Friday, 8 December 2017

The Tent City of Mina, Saudi Arabia

Mina is a small city, also known as “Tent City” is a neighborhood of Makkah in western Saudi Arabia. Mina is located about 5KM to the east of Holy city of Makkah, covers an area of 20KM. Mina stands on the road from Makkah city center to the Hill of Arafat, best known for the annual Hajj pilgrimage. Mina is a place, where pilgrims throw stones, remembering the occasion that the Prophet Hazrat Ibrahim (A.S) stoned the Shatan (Devil) that came between him and command Allah Talah had set him. The Hajj is the ritual Islamic pilgrimage to Makkah, and Mina tent city is used for five days each year by Hajj pilgrims, and empty for the rest of the time.


More than 120,000 air conditioned tents provide temporary shelter to over 3 million pilgrims during Hajj days. The Mina valley where Jamarat Bridge is located, pilgrims perform stoning to Shatan (Devil) between sunrise and sunset on the last day of Hajj. These tents cover every open space, as maximum as a naked eye can see, neatly arranged row after row. The tents measure 8 x 8 meters and are constructed of fiberglass coated with Teflon in order to ensure high resistance to fire.


In the ancient times, pilgrims brought their own tents which they would erect in the flat plains of Mina. In 1990s, the Saudi government installed permanent cotton tents relieving pilgrims of the burden of having to carry their own camping equipment. However, a massive fire that swept through the tent city killing nearly 400 pilgrims in 1997, then the current permanent fire-proof city was built.  Once the Hajj is over, the tents would be dismantled, everything packed and taken back. During the Syrian Civil War, the international community pressured Saudi Arabia to use its unoccupied tent city to house war refugees.

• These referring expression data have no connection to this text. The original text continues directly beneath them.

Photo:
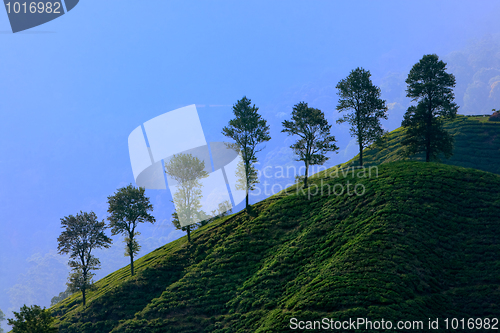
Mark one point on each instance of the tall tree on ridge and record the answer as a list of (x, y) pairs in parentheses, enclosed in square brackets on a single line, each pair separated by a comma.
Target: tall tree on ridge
[(359, 94), (187, 170), (129, 207), (431, 87), (248, 129), (314, 132), (83, 233)]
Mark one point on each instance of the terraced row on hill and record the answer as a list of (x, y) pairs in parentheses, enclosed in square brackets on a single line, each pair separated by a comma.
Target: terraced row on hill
[(421, 241), (477, 145)]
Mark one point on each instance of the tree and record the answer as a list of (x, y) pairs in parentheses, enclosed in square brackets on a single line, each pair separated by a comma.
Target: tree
[(62, 295), (314, 136), (187, 170), (248, 129), (431, 87), (357, 93), (129, 207), (32, 319), (83, 233)]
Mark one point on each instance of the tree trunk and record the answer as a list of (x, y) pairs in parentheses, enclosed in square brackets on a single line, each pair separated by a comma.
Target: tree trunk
[(428, 133), (307, 173), (132, 264), (360, 154)]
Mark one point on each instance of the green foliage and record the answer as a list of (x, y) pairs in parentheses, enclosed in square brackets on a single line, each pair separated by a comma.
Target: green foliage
[(128, 207), (32, 319), (431, 87), (62, 295), (83, 233), (476, 145), (358, 94), (409, 248), (187, 170), (248, 129), (314, 136)]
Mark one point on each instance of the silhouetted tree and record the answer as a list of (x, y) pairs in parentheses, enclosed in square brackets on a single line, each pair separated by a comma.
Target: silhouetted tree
[(128, 207), (62, 295), (82, 234), (314, 136), (431, 87), (248, 129), (187, 170), (33, 320), (358, 94)]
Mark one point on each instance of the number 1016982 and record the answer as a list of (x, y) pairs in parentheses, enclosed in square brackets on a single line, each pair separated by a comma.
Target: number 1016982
[(33, 7)]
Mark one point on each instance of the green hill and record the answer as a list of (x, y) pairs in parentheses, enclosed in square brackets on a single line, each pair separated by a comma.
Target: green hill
[(477, 145), (420, 242)]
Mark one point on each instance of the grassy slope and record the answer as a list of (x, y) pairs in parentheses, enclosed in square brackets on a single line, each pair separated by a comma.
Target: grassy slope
[(422, 242), (477, 145)]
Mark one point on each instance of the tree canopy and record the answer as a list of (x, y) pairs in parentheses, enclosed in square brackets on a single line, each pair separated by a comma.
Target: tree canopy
[(128, 207), (32, 319), (431, 87), (82, 234), (187, 170), (248, 129), (360, 96), (313, 130)]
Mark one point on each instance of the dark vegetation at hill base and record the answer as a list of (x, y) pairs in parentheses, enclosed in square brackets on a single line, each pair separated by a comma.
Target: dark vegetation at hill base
[(422, 242), (477, 145)]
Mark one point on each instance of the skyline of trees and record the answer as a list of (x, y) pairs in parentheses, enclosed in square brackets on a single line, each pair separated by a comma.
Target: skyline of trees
[(187, 170), (415, 110)]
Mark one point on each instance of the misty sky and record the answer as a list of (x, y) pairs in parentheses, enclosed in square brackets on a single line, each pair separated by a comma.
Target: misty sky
[(72, 90)]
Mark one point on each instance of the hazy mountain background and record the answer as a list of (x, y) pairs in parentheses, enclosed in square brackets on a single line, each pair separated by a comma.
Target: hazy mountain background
[(73, 89)]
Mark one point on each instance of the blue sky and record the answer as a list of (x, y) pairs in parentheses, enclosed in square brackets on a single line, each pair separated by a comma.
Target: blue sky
[(72, 90)]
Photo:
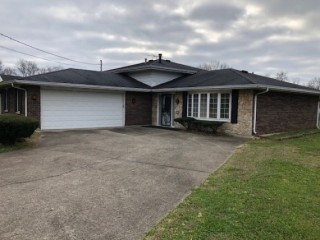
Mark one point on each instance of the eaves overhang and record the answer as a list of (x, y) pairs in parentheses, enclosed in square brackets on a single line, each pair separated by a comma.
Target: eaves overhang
[(159, 90), (72, 85), (144, 68)]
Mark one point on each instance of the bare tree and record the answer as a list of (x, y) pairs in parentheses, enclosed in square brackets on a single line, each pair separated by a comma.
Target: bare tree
[(214, 65), (27, 68), (314, 83), (282, 76), (9, 71)]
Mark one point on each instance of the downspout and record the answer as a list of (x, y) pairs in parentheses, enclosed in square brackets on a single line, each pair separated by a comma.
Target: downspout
[(318, 114), (255, 110), (25, 98)]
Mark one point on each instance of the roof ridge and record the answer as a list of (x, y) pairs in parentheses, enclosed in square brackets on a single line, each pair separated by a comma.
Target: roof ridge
[(237, 72), (40, 74)]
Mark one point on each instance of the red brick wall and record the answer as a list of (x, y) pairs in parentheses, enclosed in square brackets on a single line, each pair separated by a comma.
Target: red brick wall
[(138, 108), (278, 112)]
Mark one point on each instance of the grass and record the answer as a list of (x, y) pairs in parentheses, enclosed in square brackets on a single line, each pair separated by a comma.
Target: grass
[(28, 143), (268, 189)]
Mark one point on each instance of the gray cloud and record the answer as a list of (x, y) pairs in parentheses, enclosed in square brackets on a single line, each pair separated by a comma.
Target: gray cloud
[(260, 36)]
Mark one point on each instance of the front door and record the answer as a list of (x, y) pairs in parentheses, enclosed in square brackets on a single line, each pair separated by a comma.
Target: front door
[(165, 113)]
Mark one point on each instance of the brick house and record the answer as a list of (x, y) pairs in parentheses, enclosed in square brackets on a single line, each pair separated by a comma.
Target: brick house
[(158, 91)]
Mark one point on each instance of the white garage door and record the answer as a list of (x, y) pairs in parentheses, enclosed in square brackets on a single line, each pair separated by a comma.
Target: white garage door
[(61, 109)]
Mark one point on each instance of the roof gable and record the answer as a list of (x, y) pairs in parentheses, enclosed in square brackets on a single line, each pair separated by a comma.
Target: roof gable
[(86, 77)]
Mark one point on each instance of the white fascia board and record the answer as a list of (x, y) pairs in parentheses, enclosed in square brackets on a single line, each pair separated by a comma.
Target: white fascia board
[(204, 88), (80, 86)]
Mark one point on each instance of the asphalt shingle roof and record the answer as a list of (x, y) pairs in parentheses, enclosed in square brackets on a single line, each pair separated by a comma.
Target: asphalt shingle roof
[(155, 64), (226, 77), (86, 77)]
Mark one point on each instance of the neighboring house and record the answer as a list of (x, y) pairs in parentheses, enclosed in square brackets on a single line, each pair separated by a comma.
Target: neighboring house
[(158, 91)]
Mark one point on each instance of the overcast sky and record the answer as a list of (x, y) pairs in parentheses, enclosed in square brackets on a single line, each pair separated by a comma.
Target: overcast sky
[(264, 37)]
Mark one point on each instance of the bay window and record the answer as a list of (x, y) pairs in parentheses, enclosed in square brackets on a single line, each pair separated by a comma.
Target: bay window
[(210, 106)]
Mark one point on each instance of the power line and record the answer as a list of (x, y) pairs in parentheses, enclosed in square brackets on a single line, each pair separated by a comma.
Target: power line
[(30, 55), (69, 59)]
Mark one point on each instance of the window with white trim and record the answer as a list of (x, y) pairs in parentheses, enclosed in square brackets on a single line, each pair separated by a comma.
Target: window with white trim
[(210, 106)]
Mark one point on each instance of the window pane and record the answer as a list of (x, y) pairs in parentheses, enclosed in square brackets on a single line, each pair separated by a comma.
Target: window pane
[(203, 105), (195, 104), (225, 105), (213, 105), (189, 105)]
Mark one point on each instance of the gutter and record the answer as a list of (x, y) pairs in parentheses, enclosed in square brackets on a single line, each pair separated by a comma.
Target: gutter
[(255, 110), (25, 98), (160, 90)]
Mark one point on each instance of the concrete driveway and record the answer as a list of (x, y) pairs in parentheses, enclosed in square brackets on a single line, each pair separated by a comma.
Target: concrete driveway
[(103, 184)]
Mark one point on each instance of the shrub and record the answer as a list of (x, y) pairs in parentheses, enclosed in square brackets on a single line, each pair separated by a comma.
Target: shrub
[(13, 127), (199, 125)]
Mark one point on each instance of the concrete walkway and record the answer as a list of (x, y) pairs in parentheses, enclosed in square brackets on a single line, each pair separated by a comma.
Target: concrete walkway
[(103, 184)]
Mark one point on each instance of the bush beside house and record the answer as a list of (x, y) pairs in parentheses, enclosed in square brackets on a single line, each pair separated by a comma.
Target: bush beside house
[(13, 127)]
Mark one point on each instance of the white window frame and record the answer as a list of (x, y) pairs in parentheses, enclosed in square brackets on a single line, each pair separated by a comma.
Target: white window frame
[(207, 118), (318, 116), (17, 103)]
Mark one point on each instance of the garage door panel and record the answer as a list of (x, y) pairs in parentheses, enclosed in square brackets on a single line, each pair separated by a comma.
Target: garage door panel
[(70, 109)]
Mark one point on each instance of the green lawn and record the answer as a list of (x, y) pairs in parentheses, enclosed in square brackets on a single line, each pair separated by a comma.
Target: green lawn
[(268, 189), (28, 143)]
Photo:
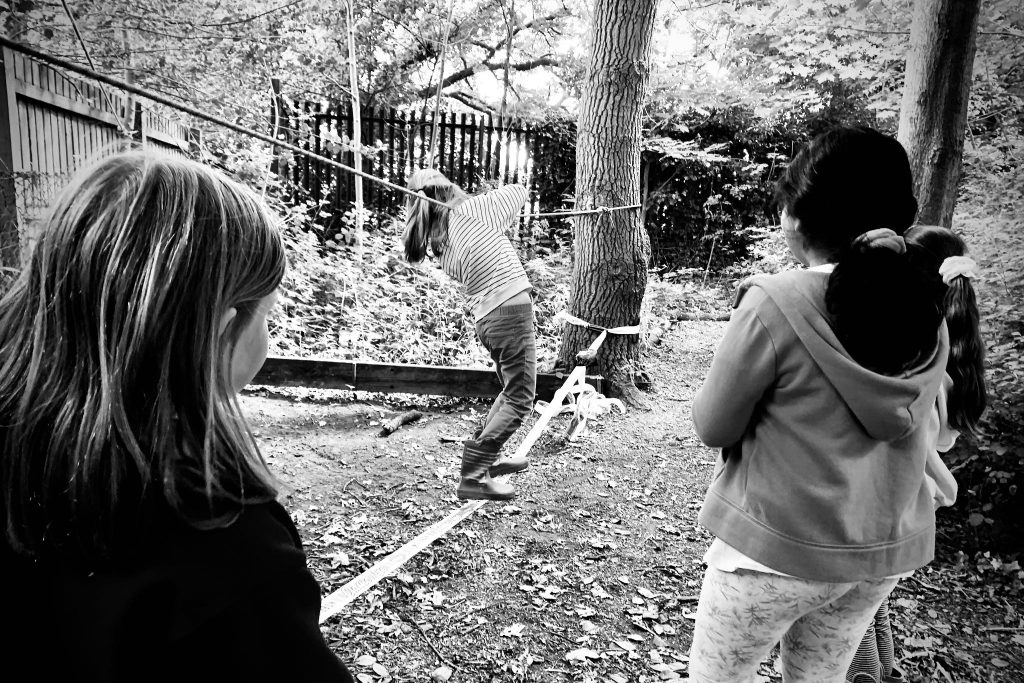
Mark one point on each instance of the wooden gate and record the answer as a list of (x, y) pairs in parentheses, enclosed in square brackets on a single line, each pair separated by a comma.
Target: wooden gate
[(50, 125)]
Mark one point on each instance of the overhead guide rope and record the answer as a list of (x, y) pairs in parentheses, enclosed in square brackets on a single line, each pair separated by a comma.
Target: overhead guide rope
[(199, 114)]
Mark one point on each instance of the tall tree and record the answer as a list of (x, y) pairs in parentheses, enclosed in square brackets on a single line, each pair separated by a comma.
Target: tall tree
[(612, 250), (933, 116)]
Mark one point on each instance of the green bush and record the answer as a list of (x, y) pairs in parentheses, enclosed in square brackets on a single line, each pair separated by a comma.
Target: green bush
[(989, 512)]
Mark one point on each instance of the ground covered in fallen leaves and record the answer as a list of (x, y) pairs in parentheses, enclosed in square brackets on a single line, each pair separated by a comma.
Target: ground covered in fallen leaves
[(592, 573)]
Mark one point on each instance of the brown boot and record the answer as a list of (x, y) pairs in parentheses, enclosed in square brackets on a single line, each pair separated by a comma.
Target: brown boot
[(476, 482), (508, 465)]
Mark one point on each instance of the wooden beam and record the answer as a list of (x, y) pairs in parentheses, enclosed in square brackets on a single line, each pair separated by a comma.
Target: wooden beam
[(388, 378), (86, 110), (10, 164)]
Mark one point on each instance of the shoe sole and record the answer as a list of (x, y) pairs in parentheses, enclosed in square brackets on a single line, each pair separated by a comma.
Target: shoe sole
[(499, 470), (482, 496)]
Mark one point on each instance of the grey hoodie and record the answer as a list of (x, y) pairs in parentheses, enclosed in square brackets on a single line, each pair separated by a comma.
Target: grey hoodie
[(822, 472)]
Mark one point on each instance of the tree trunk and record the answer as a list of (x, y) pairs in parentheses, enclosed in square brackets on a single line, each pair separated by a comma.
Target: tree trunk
[(933, 114), (612, 250)]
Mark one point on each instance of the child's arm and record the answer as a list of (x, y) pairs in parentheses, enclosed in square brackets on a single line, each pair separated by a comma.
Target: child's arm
[(742, 370)]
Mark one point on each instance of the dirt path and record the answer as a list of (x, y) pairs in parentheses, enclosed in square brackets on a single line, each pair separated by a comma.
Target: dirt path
[(591, 574)]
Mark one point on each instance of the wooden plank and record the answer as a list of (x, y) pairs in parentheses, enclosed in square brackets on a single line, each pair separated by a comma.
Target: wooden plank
[(463, 180), (471, 153), (424, 144), (452, 151), (390, 174), (388, 378), (10, 156), (487, 167), (167, 139), (38, 94)]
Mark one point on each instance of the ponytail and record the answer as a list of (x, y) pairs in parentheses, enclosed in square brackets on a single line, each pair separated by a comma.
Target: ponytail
[(426, 221), (942, 251), (967, 355)]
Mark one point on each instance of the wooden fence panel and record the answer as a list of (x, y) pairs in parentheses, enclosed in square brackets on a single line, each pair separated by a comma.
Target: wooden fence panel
[(471, 150), (50, 126)]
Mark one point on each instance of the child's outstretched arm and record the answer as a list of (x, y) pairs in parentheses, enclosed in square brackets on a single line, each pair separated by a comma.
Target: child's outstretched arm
[(742, 370), (499, 209)]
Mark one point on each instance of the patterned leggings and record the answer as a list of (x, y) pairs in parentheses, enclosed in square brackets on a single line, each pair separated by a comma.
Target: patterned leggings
[(742, 614), (873, 660)]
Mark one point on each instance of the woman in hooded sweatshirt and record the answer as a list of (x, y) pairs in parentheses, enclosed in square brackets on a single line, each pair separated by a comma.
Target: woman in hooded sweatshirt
[(820, 396)]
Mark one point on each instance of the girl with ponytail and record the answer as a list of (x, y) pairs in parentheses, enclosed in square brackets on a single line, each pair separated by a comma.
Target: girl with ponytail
[(958, 408), (821, 396), (467, 236)]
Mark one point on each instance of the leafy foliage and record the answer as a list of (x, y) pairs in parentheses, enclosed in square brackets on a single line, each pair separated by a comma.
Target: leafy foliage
[(990, 469)]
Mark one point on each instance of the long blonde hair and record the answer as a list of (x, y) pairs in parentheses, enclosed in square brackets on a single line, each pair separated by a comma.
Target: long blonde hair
[(426, 223), (115, 403)]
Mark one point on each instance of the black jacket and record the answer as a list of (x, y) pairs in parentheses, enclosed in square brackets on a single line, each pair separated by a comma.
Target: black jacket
[(229, 604)]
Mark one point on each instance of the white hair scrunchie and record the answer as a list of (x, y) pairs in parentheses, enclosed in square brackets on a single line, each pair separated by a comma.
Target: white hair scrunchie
[(957, 266), (881, 238)]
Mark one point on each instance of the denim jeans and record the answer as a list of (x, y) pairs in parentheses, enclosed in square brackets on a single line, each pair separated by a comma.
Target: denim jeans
[(508, 335)]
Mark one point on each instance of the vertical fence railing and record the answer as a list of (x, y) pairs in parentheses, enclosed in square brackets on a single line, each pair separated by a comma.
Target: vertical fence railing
[(472, 151), (50, 125)]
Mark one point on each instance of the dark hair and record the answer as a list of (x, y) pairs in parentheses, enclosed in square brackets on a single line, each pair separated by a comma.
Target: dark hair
[(930, 246), (846, 182), (426, 222), (114, 402)]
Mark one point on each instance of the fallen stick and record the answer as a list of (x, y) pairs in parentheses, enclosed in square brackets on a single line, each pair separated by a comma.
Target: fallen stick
[(715, 317), (394, 423)]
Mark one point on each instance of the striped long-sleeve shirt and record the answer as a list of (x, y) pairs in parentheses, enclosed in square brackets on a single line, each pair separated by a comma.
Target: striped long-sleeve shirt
[(478, 254)]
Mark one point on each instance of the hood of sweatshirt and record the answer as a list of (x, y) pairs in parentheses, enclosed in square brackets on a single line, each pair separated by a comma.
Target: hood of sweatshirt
[(889, 408)]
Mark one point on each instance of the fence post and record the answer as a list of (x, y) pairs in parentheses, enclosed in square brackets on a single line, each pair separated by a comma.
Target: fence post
[(10, 158), (275, 112)]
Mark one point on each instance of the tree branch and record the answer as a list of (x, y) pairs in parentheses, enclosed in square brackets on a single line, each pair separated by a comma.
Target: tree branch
[(472, 101), (463, 74)]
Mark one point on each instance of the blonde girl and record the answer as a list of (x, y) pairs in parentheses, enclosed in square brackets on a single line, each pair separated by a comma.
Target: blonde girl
[(467, 236), (141, 539)]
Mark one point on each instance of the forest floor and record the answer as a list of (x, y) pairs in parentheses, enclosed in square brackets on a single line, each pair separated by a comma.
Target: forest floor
[(592, 573)]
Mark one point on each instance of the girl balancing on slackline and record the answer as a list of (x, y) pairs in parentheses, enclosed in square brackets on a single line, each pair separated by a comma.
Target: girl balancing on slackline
[(467, 236), (821, 396), (141, 539)]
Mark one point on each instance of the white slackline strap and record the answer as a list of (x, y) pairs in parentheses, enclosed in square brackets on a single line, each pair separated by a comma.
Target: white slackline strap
[(572, 319), (335, 602)]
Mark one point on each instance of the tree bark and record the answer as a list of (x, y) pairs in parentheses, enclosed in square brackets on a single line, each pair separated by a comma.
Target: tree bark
[(612, 250), (933, 114)]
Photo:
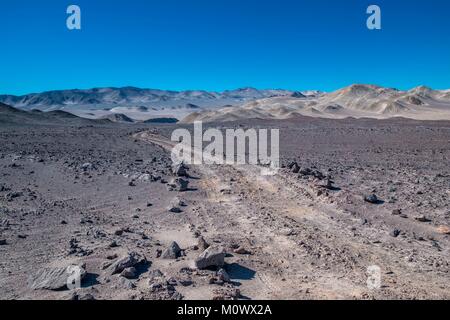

The tents are segregated into a number of camps, as each of which possess its own exterior wall, and is linked to other camps by pathways. The camp provides the facility of a kitchen, bathrooms, and ablution facilities. For the pilgrims ease, every tent is color-coded by country and numbered, and all the haji’s are supposed to have badges with their color and number on it, in case they get lost. In past few years, Saudi government investing huge amout of money to improve the infrastructural projects to ease the daunting and physically demanding rituals of the annual pilgrimage. A comprehensive fire safety network containing of heat-sensitive water sprinkler are linked to an alarm system was implemented to avoid the repeat of 1997 tragedy.